On Fri, Jul 13, 2018 at 06:19:30PM -0400, Christopher Friedt wrote:
> On Fri, Jul 13, 2018, 6:06 PM Rich Felker, <> wrote:
> > On Fri, Jul 13, 2018 at 05:46:54PM -0400, Christopher Friedt wrote:
> > > A good process for adding new features is to add tests with them. Even if
> > > there is only a test for expected behaviour, at least it will catch one
> > > possible regression.
> >
> > Yes, I should really do that more. Sometimes it's not obvious what
> > should be tested though. In the case of setvbuf, the intended behavior
> > is in some sense untestable (the previous implementation not using the
> > caller-provided buffer was valid); in hindsight the obvious important
> > thing to test is that it doesn't result in writes outside the buffer.
> >
> If you need more than that basic test.c program that I provided before for
> addrconfig, i'd be happy to add some more test cases.

The hard thing about testing that functionality is that it's dependent
on environmental factors (network interface configuration). The same
problem also applies to the rest of the resolver functionality, where
you'd want to be able to hook it up to a known, and possibly
malicious, nameserver that's part of the test harness.
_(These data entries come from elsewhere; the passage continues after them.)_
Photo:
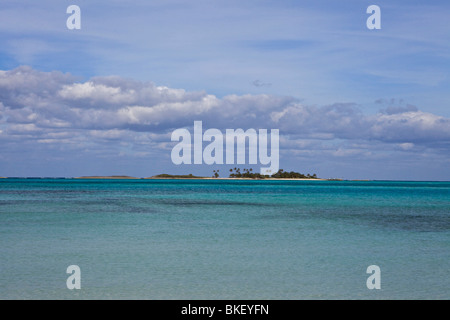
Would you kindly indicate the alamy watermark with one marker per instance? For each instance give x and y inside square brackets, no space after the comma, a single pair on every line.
[213,153]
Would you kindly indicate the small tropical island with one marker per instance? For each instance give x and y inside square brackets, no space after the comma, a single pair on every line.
[236,173]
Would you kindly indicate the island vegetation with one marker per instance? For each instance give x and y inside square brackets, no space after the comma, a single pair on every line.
[172,176]
[281,174]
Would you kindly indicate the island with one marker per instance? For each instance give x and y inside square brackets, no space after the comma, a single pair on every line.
[106,177]
[236,174]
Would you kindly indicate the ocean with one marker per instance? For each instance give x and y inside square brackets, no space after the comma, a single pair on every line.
[224,239]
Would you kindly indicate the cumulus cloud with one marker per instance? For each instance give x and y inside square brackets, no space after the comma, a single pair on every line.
[51,107]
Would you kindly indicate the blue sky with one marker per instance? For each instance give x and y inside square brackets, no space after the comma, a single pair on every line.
[349,102]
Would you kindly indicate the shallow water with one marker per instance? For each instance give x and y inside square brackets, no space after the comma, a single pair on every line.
[217,239]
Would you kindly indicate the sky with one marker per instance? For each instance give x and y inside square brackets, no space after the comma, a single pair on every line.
[349,102]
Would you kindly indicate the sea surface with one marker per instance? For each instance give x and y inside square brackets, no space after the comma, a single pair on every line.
[219,239]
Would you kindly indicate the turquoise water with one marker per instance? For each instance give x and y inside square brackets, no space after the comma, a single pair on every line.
[216,239]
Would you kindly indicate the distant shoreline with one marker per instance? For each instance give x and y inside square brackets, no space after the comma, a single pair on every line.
[170,178]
There are two "obvious" choices for how to achieve this:

1. Using Linux namespaces (and assuming user namespace functionality
   is available to access them, which requires either appropriate
   configuration or root) so that control over the filesystem and
   network interfaces is available. Or,

2. Implementing a tracer (perhaps just seccomp) process that catches
   and rewrites the syscall results to simulate the conditions we want
   to test.

Neither is particularly portable outside of Linux (note that libc-test
is OS- and libc-agnostic). Option 1 is cleaner and simpler and more
flexible, but won't work on all systems (and especially not on more
hardened ones). I'm not sure if Szabolcs Nagy (libc-test maintainer)
likes either idea.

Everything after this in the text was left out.